Eighteen days after the protests officially began here, the Occupy Wall Street movement seems to be picking up steam in its spread to other cities. There have been protestors in other cities for more than a week — the Chicago Occupy Wall Street began on September 24, for instance — and it's mostly other large metropolises where demonstrations have begun: Boston, St. Louis, Kansas City, and Los Angeles, for instance.
But there are plans, at least, to start protesting in smaller cities, too. Occupy Together, the official site for the Occupy Wall Street franchising process, shows pins in the map where protests have sprung up: Joplin, Missouri; Fargo, North Dakota; Allentown, Pennsylvania; and more. They're mostly much smaller than the mothership protests so far. A dozen people were outside the Chicago Federal Reserve on Monday, perhaps twice that in St. Louis, as many as 400 in Los Angeles. A Washington, D.C. group plans to "Occupy K Street" — though the actual encampment will be outside of the White House.
Some of the spread is thanks to social media, of course. The Occupy Wall Street main group has been especially active on Twitter. And it's starting to get tons of attention in the old-fashioned mainstream press, too, especially after more than 700 people were arrested here on Saturday. But there also seems to be a group of people who traveled to New York for the protests, then decided to spearhead similar efforts in their hometown.
Meanwhile, back at the ranch, the protests seem to be at the very least vaguely on the radar of the people running Wall Street. The Times' Andrew Ross Sorkin, more used to reporting on the goings-on inside banks than the demonstrations outside of them, decided that it was time for him to get to the bottom of these things. Actually, more like a bank CEO decided that it was time for the Sorkin version of these things:
I had gone down to Zuccotti Park to see the activist movement firsthand after getting a call from the chief executive of a major bank last week, before nearly 700 people were arrested over the weekend during a demonstration on the Brooklyn Bridge
“Is this Occupy Wall Street thing a big deal?” the C.E.O. asked me. I didn’t have an answer. “We’re trying to figure out how much we should be worried about all of this,” he continued, clearly concerned. “Is this going to turn into a personal safety problem?”

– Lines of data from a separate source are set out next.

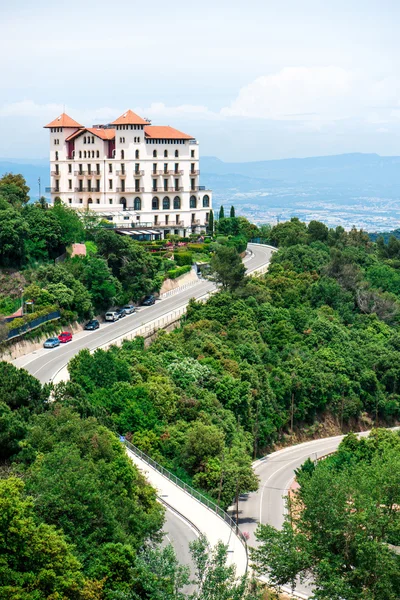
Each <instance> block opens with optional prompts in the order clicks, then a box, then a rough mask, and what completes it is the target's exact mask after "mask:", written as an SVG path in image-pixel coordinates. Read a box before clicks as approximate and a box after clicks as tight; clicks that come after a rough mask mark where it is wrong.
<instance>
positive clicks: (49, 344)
mask: <svg viewBox="0 0 400 600" xmlns="http://www.w3.org/2000/svg"><path fill="white" fill-rule="evenodd" d="M59 345H60V340H59V339H58V338H49V339H48V340H46V341H45V343H44V344H43V348H55V347H56V346H59Z"/></svg>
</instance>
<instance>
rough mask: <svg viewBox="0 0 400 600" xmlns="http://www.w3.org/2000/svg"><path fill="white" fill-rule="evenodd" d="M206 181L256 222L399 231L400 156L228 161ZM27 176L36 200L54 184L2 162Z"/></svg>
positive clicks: (20, 168)
mask: <svg viewBox="0 0 400 600" xmlns="http://www.w3.org/2000/svg"><path fill="white" fill-rule="evenodd" d="M200 170H201V177H202V182H203V183H204V184H205V186H206V187H207V188H210V189H212V190H213V195H214V202H213V204H214V211H215V213H216V214H217V212H218V209H219V206H220V205H221V204H223V205H224V206H225V208H229V207H230V206H231V205H232V204H233V205H235V207H236V212H237V214H238V215H243V216H245V217H247V218H248V219H249V220H251V221H253V222H254V223H256V224H261V223H271V224H275V223H277V222H278V221H285V220H288V219H290V218H291V217H293V216H297V217H299V218H300V219H302V220H304V221H307V222H308V221H311V220H312V219H317V220H319V221H322V222H324V223H326V225H328V226H329V227H336V226H338V225H341V226H342V227H344V228H345V229H350V228H351V227H352V226H353V225H354V226H356V227H357V228H362V229H364V230H366V231H370V232H374V231H390V230H393V229H397V228H399V227H400V157H393V156H391V157H382V156H378V155H376V154H344V155H337V156H322V157H312V158H305V159H286V160H275V161H259V162H242V163H225V162H223V161H221V160H219V159H218V158H214V157H203V158H201V160H200ZM7 171H13V172H20V173H22V174H23V175H24V176H25V178H26V180H27V182H28V185H29V186H30V187H31V197H32V199H36V198H37V197H38V194H39V190H38V179H39V178H40V179H41V190H42V192H43V190H44V189H45V187H46V186H48V185H49V164H48V161H47V160H45V159H43V160H34V161H33V160H29V159H26V160H25V161H23V160H18V161H13V160H12V159H8V160H7V159H0V175H1V174H3V173H4V172H7Z"/></svg>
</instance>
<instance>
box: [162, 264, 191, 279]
mask: <svg viewBox="0 0 400 600" xmlns="http://www.w3.org/2000/svg"><path fill="white" fill-rule="evenodd" d="M191 268H192V267H191V265H184V266H183V267H177V268H176V269H171V270H170V271H167V276H168V277H169V278H170V279H176V278H177V277H180V276H181V275H184V274H185V273H189V271H190V270H191Z"/></svg>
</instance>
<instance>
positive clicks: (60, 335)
mask: <svg viewBox="0 0 400 600" xmlns="http://www.w3.org/2000/svg"><path fill="white" fill-rule="evenodd" d="M58 339H59V340H60V342H61V343H62V344H65V343H66V342H70V341H71V340H72V333H70V332H69V331H63V332H62V333H60V335H59V336H58Z"/></svg>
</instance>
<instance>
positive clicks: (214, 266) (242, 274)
mask: <svg viewBox="0 0 400 600" xmlns="http://www.w3.org/2000/svg"><path fill="white" fill-rule="evenodd" d="M210 268H211V273H212V277H213V278H214V280H215V281H216V282H217V283H220V284H221V285H222V288H223V289H230V290H233V289H235V288H237V287H239V286H240V285H241V284H242V283H243V281H244V275H245V272H246V267H245V266H244V264H243V263H242V259H241V258H240V256H239V254H238V253H237V251H236V250H235V248H229V247H227V246H219V247H218V248H217V250H216V251H215V253H214V254H213V256H212V258H211V260H210Z"/></svg>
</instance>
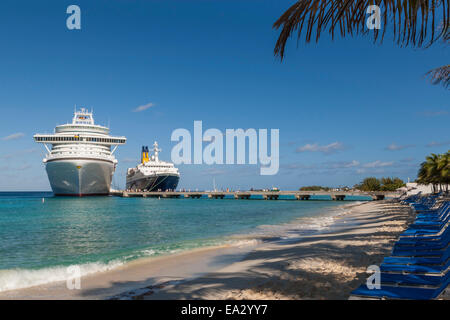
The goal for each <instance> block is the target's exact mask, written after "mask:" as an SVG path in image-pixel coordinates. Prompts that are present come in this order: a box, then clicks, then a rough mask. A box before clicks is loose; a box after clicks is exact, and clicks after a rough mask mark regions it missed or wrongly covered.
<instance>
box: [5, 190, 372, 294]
mask: <svg viewBox="0 0 450 320" xmlns="http://www.w3.org/2000/svg"><path fill="white" fill-rule="evenodd" d="M43 199H44V200H43ZM353 200H367V199H364V198H353ZM342 204H343V202H334V201H295V200H292V199H288V198H286V199H285V200H277V201H263V200H234V199H223V200H214V199H207V198H205V199H156V198H145V199H144V198H118V197H92V198H90V197H88V198H65V197H53V196H52V194H51V193H0V291H5V290H10V289H15V288H23V287H27V286H31V285H36V284H41V283H45V282H50V281H56V280H63V279H64V272H65V270H66V268H67V266H70V265H74V264H76V265H82V266H83V272H84V273H92V272H97V271H102V270H107V269H111V268H114V267H116V266H119V265H122V264H123V263H126V262H128V261H131V260H135V259H138V258H142V257H151V256H158V255H161V254H170V253H174V252H179V251H183V250H189V249H193V248H199V247H204V246H210V245H217V244H223V243H233V241H235V242H236V241H242V240H243V239H247V240H250V239H251V238H252V237H253V236H254V237H258V236H264V235H265V234H267V235H273V234H274V233H275V234H277V236H282V228H278V229H277V226H280V225H284V224H286V223H289V222H292V221H295V222H296V225H297V227H300V228H301V226H302V225H305V230H306V229H308V230H309V229H314V228H316V229H320V226H321V225H323V224H321V222H323V221H326V218H327V217H329V216H330V215H332V214H335V213H336V212H338V211H339V209H338V206H342ZM244 235H245V237H244Z"/></svg>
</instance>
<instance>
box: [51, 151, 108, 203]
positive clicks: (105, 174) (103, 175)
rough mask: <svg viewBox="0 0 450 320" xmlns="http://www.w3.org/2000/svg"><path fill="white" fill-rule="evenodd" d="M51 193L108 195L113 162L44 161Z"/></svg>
mask: <svg viewBox="0 0 450 320" xmlns="http://www.w3.org/2000/svg"><path fill="white" fill-rule="evenodd" d="M46 170H47V175H48V179H49V181H50V185H51V187H52V190H53V193H54V194H55V195H57V196H80V197H81V196H94V195H108V194H109V192H110V188H111V180H112V176H113V174H114V170H115V168H114V163H112V162H110V161H105V160H96V159H76V158H74V159H55V160H50V161H48V162H47V163H46Z"/></svg>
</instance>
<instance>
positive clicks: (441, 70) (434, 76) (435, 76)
mask: <svg viewBox="0 0 450 320" xmlns="http://www.w3.org/2000/svg"><path fill="white" fill-rule="evenodd" d="M426 77H427V78H428V79H430V81H431V83H433V84H440V83H441V84H442V85H443V86H444V87H445V88H450V65H446V66H442V67H439V68H436V69H433V70H430V71H428V72H427V73H426Z"/></svg>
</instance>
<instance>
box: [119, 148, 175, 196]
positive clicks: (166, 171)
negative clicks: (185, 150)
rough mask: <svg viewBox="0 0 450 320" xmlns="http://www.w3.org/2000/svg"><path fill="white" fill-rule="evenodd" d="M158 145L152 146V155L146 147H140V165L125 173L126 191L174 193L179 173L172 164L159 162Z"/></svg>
mask: <svg viewBox="0 0 450 320" xmlns="http://www.w3.org/2000/svg"><path fill="white" fill-rule="evenodd" d="M160 151H161V149H159V148H158V143H157V142H156V141H155V143H154V144H153V155H152V156H149V150H148V147H142V155H141V163H140V164H139V165H138V166H137V167H136V168H129V169H128V171H127V190H133V191H175V189H176V188H177V185H178V181H179V180H180V173H179V172H178V169H177V168H175V166H174V165H173V163H170V162H165V161H161V160H159V152H160Z"/></svg>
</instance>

Sorkin investigated. He made some important new discoveries. He discovered that people aren't happy about income inequality, and they like to express that with bombastic comments like “I think a good deal of the bankers should be in jail.” But he also saw one person using an ATM, a detail sure to warm the heart of his CEO friend–assignment editor. Another person flew there on a corporate-owned airline.
At the end of Sorkin's tour around Zucotti park, he concluded that " it was clear to me that most bankers probably don’t have to worry about being in imminent personal danger." Whew. Glad someone got to the heart of the story.